2. **Format Compliance Reward**: Ensures the model outputs follow predefined reasoning structures (analysis steps, validation links) to maintain interpretability.
This design balances numerical precision and reasoning chain integrity.

## Engineering Implementation & Best Practices

**Toolchain**:
- Training: Supports DeepSpeed ZeRO-2/3, CPU Offload, multi-GPU evaluation.
- Model support: Built-in Qwen series, modular for new VL models.
- Evaluation: Local checkpoint assessment, API comparison (OpenAI/Gemini), metrics like OBO accuracy, exact match, MAE, RMSE.
- Data: CSV/JSONL support, flexible preprocessing, configurable max pixels.

**Best Practices**:
- Reduce memory usage: Set `--max_pixels` (e.g.,262144=672×384) for high-res videos to cut token count from ~20K to ~2.5K.
- Training stability: Avoid in-training generation-based evaluation (causes DeepSpeed ZeRO-3 hang; evaluate post-training).
- Batch calculation: Equivalent batch size = GPU count × per-device batch × gradient accumulation steps.

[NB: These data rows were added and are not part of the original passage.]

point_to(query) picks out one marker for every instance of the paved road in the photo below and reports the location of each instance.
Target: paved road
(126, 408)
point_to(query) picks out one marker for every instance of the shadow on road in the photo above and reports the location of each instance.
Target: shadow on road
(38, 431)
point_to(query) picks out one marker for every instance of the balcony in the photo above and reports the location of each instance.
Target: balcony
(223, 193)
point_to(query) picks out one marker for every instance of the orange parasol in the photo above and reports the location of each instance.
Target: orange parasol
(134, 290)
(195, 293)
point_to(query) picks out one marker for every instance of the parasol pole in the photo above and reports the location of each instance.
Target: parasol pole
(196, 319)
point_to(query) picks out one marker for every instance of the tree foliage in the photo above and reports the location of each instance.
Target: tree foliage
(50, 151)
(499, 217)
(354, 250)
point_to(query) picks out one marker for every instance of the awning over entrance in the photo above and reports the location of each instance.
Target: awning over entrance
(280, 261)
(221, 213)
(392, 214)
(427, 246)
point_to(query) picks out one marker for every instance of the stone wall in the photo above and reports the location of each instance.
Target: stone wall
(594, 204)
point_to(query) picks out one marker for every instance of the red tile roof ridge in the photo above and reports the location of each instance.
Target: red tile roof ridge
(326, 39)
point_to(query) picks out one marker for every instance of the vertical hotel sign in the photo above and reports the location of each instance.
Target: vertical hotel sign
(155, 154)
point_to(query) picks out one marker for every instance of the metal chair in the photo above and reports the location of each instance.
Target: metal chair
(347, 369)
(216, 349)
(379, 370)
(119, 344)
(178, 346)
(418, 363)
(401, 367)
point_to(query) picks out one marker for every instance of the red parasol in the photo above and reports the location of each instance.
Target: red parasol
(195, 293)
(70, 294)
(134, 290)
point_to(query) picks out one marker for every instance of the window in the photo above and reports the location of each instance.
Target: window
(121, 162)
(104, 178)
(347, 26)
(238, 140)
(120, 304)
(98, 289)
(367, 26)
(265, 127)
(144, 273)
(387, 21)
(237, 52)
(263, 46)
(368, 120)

## Application Prospects & Academic Value

ActRep-R1's value:
- **Practical use**: Validated on RepCount dataset, open-source with docs—ready for fitness, industrial, medical applications.
- **Academic contribution**: Explores how to apply MLLM reasoning to fine-grained visual tasks (like RAC), setting a "think first, output later" paradigm for other tasks (object counting, motion analysis, quality assessment).
It retains MLLMs' generalization while achieving professional counting precision, making it a valuable resource for video understanding and RL in vision tasks.